Rototom also stated on its website a commitment to examining the “daily rise in Islamophobia in Western countries, as well as the situation of the prisoners in Guantanamo.”
But Matisyahu, the rapper who came into fame as an Orthodox aberration to the hip-hop world (he no longer practices Orthodox Judaism and has shorn his beard for a more secular appearance), is being scrutinized on his Middle Eastern loyalties in order to perform at Rototom.
The BDS critics of Matisyahu claim that because he has professed public support for Israel, his feet should be held to the fire in order to perform at Rototom.
Matisyahu has yet to publicly comment on the cancellation. His manager David Serber told Newsweek in an email that “We are still dealing with the festival on this matter, but we plan on making a statement in the coming days.”
The BDS movement is by no means synonymous with the pro-Palestinian movement, nor is it the voice of those who believe in Palestinian statehood or a two-state solution.

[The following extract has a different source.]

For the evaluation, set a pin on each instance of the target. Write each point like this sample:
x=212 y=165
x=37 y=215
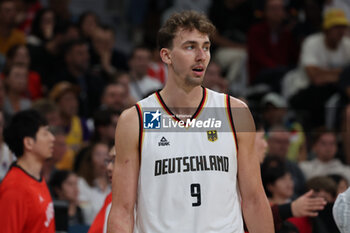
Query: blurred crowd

In fact, when Tablet columnist Yair Rosenberg noted the difference between the movement for Palestinian statehood and the more extreme BDS movement, he pointed out that the latter “seeks a one-state solution that denies the Jewish right to self-determination.”
Yet, BDS activists are increasingly shaping, if not dictating, debates about the Israeli-Palestinian conflict.
Musical performers like Matisyahu have also been popular targets of the BDS movement when they plan concerts in Israel.
At the mere prospect of a performance in Tel Aviv, Taylor Swift was accused of potentially supporting an “apartheid state that commits war crimes” by Ramah Kudaimi of the US Campaign to End the Israeli Occupation, who spoke to the Daily Beast.
In May, the BDS movement jumped on Lauryn Hill’s cancelation of her concert in Israel as confirmation of her commitment to their cause in ending Israel’s “colonial oppression of Palestinians.”
BDS advocates have compared musicians performing in Israel to those who performed at Sun City in apartheid South Africa. This equivocation gets to one of the root problems with the BDS movement: it views Israel as a colonial oppressor to be dismantled, not a group to be negotiated with or worthy of cooperation.
Booting Matisyahu from Rototom is a disturbingly hostile gesture that damages the opportunity for open debates about the Israeli-Palestinian conflict.
While Rototom organizers told El Pais that Matisyahu’s support of Israel is not what led to their decisions, the BDS pressure on the music festival to boot the rapper appears to be a key factor.
El Pais reported that Matisyahu has also “been accused of being a ‘zionist’” by the same contingency.
It is very hard not to read more than a hint of anti-Semitism wafting from the decision to kick out the rapper, which appears to undermine Rototom’s commitment to being a “point for meeting, sharing, and intercultural understanding,” as it states on its website.
Stigmatizing and restricting Jewish artists because they profess love for Israel seems unjust. To hold them accountable for all of Israel’s policies is absurd, and sets a damaging example.
Now, a week that should have been filled with talks of hope and peace is going to be filled with some very bad vibes.